Sometimes, Haggard cautions, a song is just a song.
"You know, most people are like you and I," he says. "They understand it, they don't do the pigeon-hole thing. A lot of that song was humor, and people understand that. You can sing it with a straight face, or with a smile."
These days, Haggard and his band perform about 100 dates a year. Two weeks on, two weeks off. He doesn't use a formal set list but tries to strike a balance between pleasing his fans and keeping his vast repertoire fresh.
"I'm carrying one of the best bands I've ever had right now," he says. "You guys can see when I get there."
Haggard plays Wednesday in Mankato for the first time since the 1970s.
"We don't do the same kind of show outside as we would do indoors," he says of the Vetter Amphitheater show. "The environment kind of delivers what you should do."
If his 20-year old lead guitarist bears a resemblance to the singer, it's no coincidence.
"My son, Ben, is playing guitar with me because he's the best guitar player I could find," he says.
"He started playing on stage when he was 15. It's a thrill.
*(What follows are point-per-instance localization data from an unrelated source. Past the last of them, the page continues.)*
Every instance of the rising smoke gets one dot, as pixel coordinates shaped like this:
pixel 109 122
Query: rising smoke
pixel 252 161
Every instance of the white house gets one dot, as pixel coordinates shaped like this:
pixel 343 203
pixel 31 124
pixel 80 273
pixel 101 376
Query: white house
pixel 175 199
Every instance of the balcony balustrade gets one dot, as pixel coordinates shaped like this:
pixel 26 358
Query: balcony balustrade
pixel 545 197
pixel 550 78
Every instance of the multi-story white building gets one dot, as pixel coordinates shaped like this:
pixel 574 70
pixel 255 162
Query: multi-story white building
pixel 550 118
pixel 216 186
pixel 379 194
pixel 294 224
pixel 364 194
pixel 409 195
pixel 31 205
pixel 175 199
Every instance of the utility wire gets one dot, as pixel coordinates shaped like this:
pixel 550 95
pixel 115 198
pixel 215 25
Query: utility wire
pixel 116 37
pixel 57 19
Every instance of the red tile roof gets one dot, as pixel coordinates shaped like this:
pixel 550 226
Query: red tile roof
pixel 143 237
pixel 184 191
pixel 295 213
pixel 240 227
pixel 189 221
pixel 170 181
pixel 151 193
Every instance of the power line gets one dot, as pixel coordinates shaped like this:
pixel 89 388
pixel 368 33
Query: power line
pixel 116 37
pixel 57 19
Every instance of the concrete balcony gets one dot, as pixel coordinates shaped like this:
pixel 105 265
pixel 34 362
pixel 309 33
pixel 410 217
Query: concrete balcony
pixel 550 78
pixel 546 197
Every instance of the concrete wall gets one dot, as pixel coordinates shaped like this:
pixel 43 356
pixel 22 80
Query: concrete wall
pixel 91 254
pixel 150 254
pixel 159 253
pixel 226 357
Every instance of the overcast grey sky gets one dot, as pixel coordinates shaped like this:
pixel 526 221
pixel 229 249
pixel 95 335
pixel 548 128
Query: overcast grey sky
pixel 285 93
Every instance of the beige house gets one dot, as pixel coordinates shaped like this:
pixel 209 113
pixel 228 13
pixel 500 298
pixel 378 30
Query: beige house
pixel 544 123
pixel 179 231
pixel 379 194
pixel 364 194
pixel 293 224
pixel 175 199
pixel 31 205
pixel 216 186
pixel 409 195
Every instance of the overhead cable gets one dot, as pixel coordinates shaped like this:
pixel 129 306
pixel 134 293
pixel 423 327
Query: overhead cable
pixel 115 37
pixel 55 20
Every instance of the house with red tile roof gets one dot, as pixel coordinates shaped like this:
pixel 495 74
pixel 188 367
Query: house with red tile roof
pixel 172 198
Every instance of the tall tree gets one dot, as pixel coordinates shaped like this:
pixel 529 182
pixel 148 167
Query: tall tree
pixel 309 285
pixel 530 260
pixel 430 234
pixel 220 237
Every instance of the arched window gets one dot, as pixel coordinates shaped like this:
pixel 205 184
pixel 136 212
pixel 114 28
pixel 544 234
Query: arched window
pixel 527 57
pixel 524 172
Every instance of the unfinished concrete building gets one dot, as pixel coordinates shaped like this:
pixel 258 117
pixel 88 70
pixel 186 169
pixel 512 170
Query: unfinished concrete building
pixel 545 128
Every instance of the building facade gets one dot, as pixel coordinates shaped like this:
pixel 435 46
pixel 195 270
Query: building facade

He's learned more about music in 10 years than I have my whole life. It's amazing to see a kid stand up there with a bunch of old guys and play his butt off. "
The son introduced his father to a new medium — social media. Even Merle Haggard has Facebook and Twitter accounts.
"I burnt my lip and shot a hole in my guitar the other day," he wrote in a recent post. "Most eventful."